In 1847 Placide Cappeau (1808-1877), a French wine merchant and an amateur poet, was asked to write a Christmas poem by a local parish priest. Shortly afterwards Cappeau traveled to Paris on a business trip and about half way through his journey, he had the inspiration for the poem Minuit, Chretiens ("Midnight Christians"). When Cappeau arrived in Paris, he took it to the composer Adolphe Adam (1803-1856), a friend of a friend. Adam, who specialized in light opera, is best remembered today for the ballet Giselle. He wrote the tune in a few days and the hymn was played for the first time at midnight mass that Christmas Eve back in his home town of Roquemaure. The carol was frowned upon by church authorities, who denounced it for lack of musical taste and "total absence of the spirit of religion." Many churchmen felt that Adam, a composer of light operatic works and ballets, was an inappropriate composer of a religious song. However within a few years the carol was being translated into other languages and in 1855, an American Unitarian clergyman John Sullivan Dwight (1813-1893), the editor of Dwight's Journal of Music, translated it into English, calling it "O Holy Night."

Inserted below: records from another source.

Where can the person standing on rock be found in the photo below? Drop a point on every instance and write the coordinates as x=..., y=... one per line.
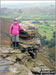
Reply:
x=14, y=33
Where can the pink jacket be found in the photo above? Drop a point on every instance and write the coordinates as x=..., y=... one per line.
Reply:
x=15, y=30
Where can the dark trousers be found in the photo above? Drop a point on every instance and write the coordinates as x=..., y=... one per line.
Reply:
x=15, y=44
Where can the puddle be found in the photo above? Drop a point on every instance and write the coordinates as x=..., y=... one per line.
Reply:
x=4, y=68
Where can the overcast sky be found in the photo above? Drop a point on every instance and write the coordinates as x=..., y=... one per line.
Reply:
x=9, y=3
x=20, y=2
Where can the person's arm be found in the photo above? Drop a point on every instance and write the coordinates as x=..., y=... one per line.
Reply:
x=10, y=29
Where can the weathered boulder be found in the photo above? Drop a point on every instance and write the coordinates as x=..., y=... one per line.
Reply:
x=19, y=69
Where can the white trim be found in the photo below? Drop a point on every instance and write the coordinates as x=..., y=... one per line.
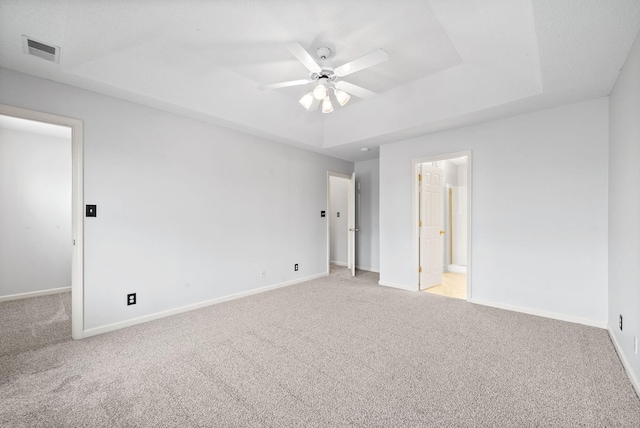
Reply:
x=34, y=294
x=366, y=268
x=398, y=286
x=456, y=269
x=540, y=313
x=625, y=361
x=416, y=231
x=77, y=212
x=145, y=318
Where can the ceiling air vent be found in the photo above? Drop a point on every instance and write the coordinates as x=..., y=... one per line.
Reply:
x=39, y=49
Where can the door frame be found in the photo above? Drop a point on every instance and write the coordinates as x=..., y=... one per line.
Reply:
x=328, y=213
x=416, y=212
x=77, y=200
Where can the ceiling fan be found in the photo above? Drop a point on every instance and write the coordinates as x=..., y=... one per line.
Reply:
x=328, y=78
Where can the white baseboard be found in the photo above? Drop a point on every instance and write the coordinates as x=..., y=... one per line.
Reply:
x=540, y=313
x=399, y=286
x=625, y=361
x=368, y=269
x=145, y=318
x=34, y=294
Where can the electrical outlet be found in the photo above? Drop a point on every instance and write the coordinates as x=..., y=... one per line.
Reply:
x=620, y=322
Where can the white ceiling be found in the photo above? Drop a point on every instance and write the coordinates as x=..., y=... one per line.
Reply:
x=451, y=62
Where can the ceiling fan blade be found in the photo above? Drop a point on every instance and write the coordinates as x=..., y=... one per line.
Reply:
x=285, y=84
x=356, y=90
x=303, y=56
x=369, y=60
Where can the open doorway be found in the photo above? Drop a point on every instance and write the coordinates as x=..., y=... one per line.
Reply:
x=42, y=211
x=341, y=227
x=443, y=210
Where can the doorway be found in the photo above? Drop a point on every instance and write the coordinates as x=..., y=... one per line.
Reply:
x=341, y=222
x=74, y=239
x=443, y=227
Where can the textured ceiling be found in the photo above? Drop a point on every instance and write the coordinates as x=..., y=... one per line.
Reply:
x=451, y=62
x=33, y=127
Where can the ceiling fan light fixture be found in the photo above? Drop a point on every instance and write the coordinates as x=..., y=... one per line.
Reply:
x=327, y=107
x=320, y=92
x=342, y=97
x=307, y=100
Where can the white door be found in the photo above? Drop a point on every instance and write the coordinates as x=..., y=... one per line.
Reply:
x=431, y=232
x=351, y=219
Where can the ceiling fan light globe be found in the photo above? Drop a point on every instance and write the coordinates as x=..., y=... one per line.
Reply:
x=320, y=92
x=342, y=97
x=307, y=100
x=327, y=107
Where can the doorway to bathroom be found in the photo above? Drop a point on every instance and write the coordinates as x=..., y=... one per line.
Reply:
x=443, y=229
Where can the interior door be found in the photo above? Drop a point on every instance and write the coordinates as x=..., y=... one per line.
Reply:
x=351, y=219
x=431, y=232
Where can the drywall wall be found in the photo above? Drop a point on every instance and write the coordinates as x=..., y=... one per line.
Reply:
x=338, y=218
x=624, y=209
x=35, y=212
x=460, y=215
x=367, y=215
x=187, y=211
x=539, y=210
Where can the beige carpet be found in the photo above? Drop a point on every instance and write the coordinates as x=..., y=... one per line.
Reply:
x=331, y=352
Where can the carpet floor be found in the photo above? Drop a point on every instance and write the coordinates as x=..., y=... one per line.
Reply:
x=337, y=351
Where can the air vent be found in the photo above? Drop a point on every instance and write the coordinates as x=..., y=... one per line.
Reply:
x=41, y=50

This carol has the distinction of being the first song ever to be played live on a radio broadcast. On December 24, 1906 a Canadian inventor, Reginald Fessenden, broadcast one of the first ever AM radio programs, and the first ever to feature entertainment and music for a general audience, from his Brant Rock, Massachusetts station. After playing Handel's "Largo" on an Ediphone phonograph, he proceeded to play "O Holy Night" on his violin, singing the last verse as he played. He finished the broadcast by reading various passages from the Gospel of Luke, before wishing his listeners a Merry Christmas.
In a 2006 poll of over 37,000 listeners, the British classical music radio station Classic FM voted this carol as the UK's Christmas favorite.

Clay Aiken's album Merry Christmas With Love won a Billboard Award for the Best Selling Christian Album of 2005.

In the first ever Official Carols Chart by the Official Charts Company in December 2009, it was revealed this is the most downloaded carol in the UK. Runner up was "Silent Night", followed by "Once In Royal David's City" in third place. Official Charts Company MD Martin Talbot commented: "The fact that 'O Holy Night' has beaten more familiar carols such as 'Silent Night' and 'Away In A Manger' is something of a surprise, although its success is driven by the fact that popular mainstream singers such as Celine Dion, Aled Jones and Katherine Jenkins have recorded new versions over recent years."

The carol entered the UK singles chart for the first time in 2012 with a version by the children of Ladywell Primary School in Motherwell, Scotland. Proceeds from their single went to meningitis charities and it was recorded in memory of a 6-year-old classmate who died from the illness.